Дальше у Струковой пошёл лепет и о слезинке донбасского ребёнка с противопоставлением слезинке чеченского ребёнка, и набор пропагандистских штампов о Крыме, и весь либеральный мусор вроде «за украинской правдой стоит прогресс». Стыдно цитировать и страшно осознавать: вот так дурной характер и душевный вывих перетекают в газетный стиль и побеждают поэтический дар… Впрочем, в отличие от Куняева с Прохановым, я и тогда не восхищался стихами «русской амазонки», которые автор цитирует, упрекая в измене себе самой:

Демократия сдохла, сорваны маски,
Диктатура спецслужб — рукой на горле.
Либерал по инерции мямлит сказки,
И Россию на Западе с карты стёрли.

Так видно же, что это — плакат, дерзкая поза.
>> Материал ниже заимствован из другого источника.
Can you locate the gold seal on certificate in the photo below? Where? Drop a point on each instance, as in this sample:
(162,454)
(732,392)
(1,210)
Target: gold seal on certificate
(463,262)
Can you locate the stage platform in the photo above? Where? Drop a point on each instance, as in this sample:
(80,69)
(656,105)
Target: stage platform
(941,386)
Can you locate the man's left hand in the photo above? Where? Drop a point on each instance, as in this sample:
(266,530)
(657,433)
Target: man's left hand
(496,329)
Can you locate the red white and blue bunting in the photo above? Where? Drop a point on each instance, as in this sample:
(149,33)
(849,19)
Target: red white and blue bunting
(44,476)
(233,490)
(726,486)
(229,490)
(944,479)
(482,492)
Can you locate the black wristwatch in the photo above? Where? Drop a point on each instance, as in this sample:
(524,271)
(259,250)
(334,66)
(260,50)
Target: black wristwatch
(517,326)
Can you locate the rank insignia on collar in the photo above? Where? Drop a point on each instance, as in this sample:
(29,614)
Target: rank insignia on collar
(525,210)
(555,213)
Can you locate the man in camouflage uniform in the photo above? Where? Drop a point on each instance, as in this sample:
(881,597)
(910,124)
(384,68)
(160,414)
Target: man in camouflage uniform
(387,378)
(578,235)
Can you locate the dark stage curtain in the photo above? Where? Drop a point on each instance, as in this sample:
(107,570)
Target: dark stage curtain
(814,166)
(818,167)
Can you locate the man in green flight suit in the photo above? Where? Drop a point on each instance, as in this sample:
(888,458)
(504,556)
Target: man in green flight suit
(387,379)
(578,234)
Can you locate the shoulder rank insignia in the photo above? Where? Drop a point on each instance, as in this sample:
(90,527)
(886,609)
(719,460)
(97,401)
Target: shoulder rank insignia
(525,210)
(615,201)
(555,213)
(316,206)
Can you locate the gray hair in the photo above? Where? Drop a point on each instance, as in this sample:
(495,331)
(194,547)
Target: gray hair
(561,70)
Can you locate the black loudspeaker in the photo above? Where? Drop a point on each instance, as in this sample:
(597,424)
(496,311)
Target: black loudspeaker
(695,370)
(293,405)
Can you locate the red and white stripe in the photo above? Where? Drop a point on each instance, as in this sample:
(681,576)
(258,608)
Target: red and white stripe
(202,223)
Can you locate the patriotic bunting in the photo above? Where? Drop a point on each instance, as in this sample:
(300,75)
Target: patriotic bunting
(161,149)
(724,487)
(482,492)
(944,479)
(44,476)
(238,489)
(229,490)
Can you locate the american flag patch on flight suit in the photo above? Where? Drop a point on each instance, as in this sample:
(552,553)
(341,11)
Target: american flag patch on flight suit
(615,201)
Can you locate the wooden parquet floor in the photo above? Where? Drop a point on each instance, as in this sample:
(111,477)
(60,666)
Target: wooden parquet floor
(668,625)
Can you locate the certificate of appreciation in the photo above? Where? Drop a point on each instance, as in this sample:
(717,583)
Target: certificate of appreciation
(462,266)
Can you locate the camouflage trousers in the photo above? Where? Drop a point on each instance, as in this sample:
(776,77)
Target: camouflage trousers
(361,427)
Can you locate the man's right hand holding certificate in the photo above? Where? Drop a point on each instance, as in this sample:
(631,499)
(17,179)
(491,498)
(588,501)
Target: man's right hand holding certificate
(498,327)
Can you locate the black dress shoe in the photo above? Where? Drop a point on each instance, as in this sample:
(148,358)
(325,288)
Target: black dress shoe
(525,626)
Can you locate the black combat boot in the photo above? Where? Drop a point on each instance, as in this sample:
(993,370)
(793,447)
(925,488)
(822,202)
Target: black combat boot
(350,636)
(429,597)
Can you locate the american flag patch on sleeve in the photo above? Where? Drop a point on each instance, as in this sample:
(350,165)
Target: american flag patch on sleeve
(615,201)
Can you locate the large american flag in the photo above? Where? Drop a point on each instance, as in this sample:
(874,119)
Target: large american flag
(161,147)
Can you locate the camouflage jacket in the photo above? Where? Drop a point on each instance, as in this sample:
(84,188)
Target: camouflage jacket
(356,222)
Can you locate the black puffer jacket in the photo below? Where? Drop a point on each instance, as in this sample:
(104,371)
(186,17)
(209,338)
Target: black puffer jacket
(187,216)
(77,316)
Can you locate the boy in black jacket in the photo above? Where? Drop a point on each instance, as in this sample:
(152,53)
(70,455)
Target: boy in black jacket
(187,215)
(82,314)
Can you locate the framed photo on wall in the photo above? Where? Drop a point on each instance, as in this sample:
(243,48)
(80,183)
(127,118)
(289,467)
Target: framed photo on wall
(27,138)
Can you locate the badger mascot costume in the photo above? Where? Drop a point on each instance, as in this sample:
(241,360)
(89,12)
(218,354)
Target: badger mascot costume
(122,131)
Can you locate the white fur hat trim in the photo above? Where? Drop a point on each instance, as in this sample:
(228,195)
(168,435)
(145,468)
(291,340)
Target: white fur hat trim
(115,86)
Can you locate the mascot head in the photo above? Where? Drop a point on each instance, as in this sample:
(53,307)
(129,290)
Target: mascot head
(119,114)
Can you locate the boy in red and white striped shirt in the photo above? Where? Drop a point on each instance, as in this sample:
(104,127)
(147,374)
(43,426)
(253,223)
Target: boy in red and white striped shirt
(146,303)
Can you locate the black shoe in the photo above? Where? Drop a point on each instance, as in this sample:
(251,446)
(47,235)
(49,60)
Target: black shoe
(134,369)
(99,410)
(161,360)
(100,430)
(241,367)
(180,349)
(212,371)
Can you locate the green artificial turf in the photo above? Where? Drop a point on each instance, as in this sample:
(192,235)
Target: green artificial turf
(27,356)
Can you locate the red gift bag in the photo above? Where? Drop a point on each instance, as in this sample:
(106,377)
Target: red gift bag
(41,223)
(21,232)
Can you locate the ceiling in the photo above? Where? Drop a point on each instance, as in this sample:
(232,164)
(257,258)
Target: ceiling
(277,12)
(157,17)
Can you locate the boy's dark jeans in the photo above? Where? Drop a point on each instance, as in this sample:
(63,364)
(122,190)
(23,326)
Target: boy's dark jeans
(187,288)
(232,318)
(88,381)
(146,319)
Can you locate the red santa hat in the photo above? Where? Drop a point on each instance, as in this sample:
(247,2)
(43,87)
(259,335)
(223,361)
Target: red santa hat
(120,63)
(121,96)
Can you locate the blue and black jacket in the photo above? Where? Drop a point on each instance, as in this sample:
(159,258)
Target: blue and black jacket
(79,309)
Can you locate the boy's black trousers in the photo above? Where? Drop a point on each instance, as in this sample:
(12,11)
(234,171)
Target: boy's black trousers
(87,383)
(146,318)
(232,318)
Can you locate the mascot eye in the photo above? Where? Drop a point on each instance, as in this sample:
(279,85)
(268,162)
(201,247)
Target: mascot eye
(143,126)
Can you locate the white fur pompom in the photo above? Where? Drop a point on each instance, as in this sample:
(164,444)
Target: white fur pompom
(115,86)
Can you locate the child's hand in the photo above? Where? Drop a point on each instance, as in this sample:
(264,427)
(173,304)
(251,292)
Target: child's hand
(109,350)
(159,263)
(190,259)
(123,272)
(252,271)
Надо было выделиться тогда: «Наша классика — Пушкин и АКМ», — будет политиканствовать и теперь, на поляне «украинской демократии». В каких степях и на майданах она её разглядела? Но давший путёвку в литературную жизнь прямо признаётся в недальновидности и спрашивает: «А может, тебе действительно, подобно Ксюше и Маше, «свалить из рашки», встроиться в украинскую жизнь, попросив у Саакашвили работу?» Нет, не примут — за русскую бунтующую кровь и прошлые стихи…
О многом и главном можно вспомнить и подумать над страницами новых книг Куняева, который не просто издаёт типографски всё написанное и опубликованное в периодике, а именно создаёт Книгу — продуманное, выстроенное явление текущего литературного процесса. И если он не впадёт в Лету, не кончится вместе с Россией, то снова и снова автор будет подтверждать пушкинские слова: «Действие человека мгновенно и одно, действие книги множественно и повсеместно».